As of writing, the post has been upvoted more than 1,700 times in the discussion website.
The post did not indicate when the photo of the tarpaulin was captured.
In the comments section, Reddit users criticized the overall design of the tarpaulin, saying that the budget for it could have been allocated to other needs of the village.
“Light and small text on a light background!? I feel so sad for the money wasted on printing that,” one user said.
“Ineffective material, unreadable text. Sana ginawa na lang shed yung tarp, or even better pinambili ng facemasks o ayuda yung budget,” another user wrote.
Others observed that even the texts were intentionally colored in a way that can’t be read.
“The text is also colored which doesn’t help,” one user said.
“Sinadya para ung pangalan ang unang mabasa. Lupet din,” another user wrote.
“Sarili nya kasi pinopromote niya hindi yung covid awareness,” another user commented.
One Reddit user claimed that such tarpaulins bearing the names and faces of local officials are common in Mandaluyong City.
“Ang dami sa Manda mga ganyan, from kapitan to mayor palakihan sila ng billboard,” user claimed.
Government officials are prohibited from placing their names, pictures or any identities in government projects and properties under the September 2010 Memorandum Circular 2010-101 of the Department of Interior and Local Government.
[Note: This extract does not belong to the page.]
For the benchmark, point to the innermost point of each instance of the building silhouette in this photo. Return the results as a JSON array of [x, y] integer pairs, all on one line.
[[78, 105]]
This policy covers “billboards or signages bearing the names, initials and images of government officials on government programs and projects.”
The Commission on Audit also issued a similar policy in 2013 via Circular 2013-004.
“The display and/or affixture of the picture, image, motto, logo, color motif, initials or other symbol or graphic representation associated with the top leadership of the project proponent or implementing agency/unit/office, on signboards is considered unnecessary,” the COA circular read.